Rule #2. Get to the point.
"Cute" text, advertisements for things that don't exist, and overly elaborate story telling are nice novelties for awhile but when you play every game out, as I do, it gets old fast. And when my pitcher is getting lit up and my team's bats are stone cold, it gets old that much faster.
Since I'm on a roll, here are some other things about the PbP I can live without:
1. The diving catcher play. You've all seen this one, right. The ball is popped up, the catcher dives for it, it's in the glove, he hits the ground hard, the ball pops out, and golly gee, wasn't that a nice try? I've become certain of three things in life: death, taxes, and I will see this play at least once per game.
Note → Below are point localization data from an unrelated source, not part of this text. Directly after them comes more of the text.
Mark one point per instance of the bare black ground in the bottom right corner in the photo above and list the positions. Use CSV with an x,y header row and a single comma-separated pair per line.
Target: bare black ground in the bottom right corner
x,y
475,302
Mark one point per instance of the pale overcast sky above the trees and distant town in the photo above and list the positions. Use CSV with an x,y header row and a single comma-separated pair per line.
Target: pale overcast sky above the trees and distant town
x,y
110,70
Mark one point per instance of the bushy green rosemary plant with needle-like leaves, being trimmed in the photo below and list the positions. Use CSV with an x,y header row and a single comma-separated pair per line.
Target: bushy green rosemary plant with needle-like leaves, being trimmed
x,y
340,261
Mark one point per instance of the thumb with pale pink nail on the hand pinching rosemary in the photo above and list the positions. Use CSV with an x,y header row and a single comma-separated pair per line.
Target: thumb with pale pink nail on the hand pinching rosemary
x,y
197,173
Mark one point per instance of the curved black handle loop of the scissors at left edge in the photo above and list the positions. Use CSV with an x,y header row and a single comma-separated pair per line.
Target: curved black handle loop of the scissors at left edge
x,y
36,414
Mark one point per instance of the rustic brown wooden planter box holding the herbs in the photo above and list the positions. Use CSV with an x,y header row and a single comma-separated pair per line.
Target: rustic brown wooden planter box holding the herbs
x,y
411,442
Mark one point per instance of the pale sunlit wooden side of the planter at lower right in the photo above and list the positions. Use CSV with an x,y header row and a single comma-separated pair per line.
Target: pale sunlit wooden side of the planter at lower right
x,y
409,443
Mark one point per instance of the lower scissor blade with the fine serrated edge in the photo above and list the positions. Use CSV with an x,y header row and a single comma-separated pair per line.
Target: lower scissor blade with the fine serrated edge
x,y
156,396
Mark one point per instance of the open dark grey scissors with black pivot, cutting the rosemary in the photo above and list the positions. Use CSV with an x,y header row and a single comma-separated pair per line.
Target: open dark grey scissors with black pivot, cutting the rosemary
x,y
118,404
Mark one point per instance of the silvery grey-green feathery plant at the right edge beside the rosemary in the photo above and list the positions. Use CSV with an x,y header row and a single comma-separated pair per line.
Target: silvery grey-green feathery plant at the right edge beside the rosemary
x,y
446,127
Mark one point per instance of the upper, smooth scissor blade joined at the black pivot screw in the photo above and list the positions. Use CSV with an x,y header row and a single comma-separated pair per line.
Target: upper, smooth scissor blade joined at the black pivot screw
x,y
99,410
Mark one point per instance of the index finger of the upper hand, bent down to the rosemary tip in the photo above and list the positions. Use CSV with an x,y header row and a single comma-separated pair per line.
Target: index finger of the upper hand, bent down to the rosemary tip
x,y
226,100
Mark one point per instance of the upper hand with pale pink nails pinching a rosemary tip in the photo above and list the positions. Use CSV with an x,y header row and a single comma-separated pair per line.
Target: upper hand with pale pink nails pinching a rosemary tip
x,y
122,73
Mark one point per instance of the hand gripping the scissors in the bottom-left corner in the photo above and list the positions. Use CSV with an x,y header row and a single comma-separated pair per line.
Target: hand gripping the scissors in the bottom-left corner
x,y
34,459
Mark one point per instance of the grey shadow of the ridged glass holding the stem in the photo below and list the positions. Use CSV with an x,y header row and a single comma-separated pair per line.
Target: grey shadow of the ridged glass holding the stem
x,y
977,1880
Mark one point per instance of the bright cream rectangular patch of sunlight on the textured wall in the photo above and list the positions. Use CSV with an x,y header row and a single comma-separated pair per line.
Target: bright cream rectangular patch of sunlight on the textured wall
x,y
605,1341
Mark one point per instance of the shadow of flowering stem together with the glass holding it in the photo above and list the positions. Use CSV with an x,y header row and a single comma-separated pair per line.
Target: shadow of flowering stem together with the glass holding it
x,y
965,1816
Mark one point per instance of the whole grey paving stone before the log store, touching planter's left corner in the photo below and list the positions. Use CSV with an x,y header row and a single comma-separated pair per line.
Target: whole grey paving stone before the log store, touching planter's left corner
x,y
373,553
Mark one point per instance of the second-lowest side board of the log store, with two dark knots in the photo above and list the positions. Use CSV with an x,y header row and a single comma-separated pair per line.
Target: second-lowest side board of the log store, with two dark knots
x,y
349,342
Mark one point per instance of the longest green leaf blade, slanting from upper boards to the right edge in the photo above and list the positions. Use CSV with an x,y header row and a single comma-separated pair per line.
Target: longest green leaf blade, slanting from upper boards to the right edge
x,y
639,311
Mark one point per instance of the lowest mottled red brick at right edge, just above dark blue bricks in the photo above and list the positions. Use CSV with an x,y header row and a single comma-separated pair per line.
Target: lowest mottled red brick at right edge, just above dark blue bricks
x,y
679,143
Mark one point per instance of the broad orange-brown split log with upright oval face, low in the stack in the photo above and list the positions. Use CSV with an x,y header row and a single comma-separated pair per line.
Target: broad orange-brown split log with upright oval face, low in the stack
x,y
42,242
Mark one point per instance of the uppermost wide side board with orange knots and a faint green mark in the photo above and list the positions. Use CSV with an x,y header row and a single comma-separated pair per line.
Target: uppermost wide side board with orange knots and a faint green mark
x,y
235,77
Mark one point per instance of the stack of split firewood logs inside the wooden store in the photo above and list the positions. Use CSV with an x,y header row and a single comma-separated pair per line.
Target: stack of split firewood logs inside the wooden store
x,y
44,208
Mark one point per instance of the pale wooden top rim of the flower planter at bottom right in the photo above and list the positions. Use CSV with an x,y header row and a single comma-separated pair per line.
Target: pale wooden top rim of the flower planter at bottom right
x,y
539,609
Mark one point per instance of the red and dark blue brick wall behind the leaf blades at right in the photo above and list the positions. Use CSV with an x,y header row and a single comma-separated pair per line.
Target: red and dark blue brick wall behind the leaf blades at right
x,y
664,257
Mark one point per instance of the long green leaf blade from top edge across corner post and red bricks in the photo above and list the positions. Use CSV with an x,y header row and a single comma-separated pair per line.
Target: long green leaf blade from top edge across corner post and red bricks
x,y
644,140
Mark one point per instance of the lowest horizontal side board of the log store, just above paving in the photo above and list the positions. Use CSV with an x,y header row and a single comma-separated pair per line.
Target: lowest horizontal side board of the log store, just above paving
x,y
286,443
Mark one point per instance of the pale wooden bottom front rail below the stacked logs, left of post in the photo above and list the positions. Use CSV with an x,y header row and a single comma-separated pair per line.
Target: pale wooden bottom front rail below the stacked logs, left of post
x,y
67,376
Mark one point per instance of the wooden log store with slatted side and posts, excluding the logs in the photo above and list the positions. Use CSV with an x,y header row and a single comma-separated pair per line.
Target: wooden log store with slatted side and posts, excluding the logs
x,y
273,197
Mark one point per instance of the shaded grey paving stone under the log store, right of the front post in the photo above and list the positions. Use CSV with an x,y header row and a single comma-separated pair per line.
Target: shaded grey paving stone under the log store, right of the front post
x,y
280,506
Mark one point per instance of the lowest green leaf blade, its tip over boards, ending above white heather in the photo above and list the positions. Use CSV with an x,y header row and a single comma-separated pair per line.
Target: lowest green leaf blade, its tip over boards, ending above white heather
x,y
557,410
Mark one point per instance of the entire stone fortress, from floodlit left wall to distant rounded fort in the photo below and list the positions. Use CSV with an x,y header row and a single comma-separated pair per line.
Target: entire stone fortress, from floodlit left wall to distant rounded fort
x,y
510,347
2. This is a big one. STOP TRYING TO FOOL ME. You can't. Okay? No matter how much "variety" is put into the PbP, players who play out every game will catch on eventually. With the current version, for example, if it's smashed, bashed, belted, crushed, jolted, blasted, or towering, it's an out. ALMOST always. Trying to make the outcome of the play "mysterious" to the player does not work in the end, and you just end up with really dumb sounding PbP. The flip side of the above example is that when it is a home run the call starts out really dull:
Here's a fly ball to right
(yawn)
Skydmaark drifts over.
He looks up.
It's gone!
Give me a break. Enough of this already. Don't try to fool me.
3. Foul territory is apparently everywhere. Anyone else noticing that a lot of balls are somehow "finding" foul territory, even in places like "on the infield", or after they have spun to a stop?
...here's the swing.
It's a dribbler.
It spins to a stop near home plate.
A tough play for Tony "Mayor McCheese" Mckensie.
But it rolls foul.
4. If nobody ever gets thrown out, why argue? Players and coaches occasionally argue with umpires. Why? This is more unnecessary text. Either reinstate the possibility for people to be thrown out or get rid of the arguements.
I could go on, but I think I've made my point.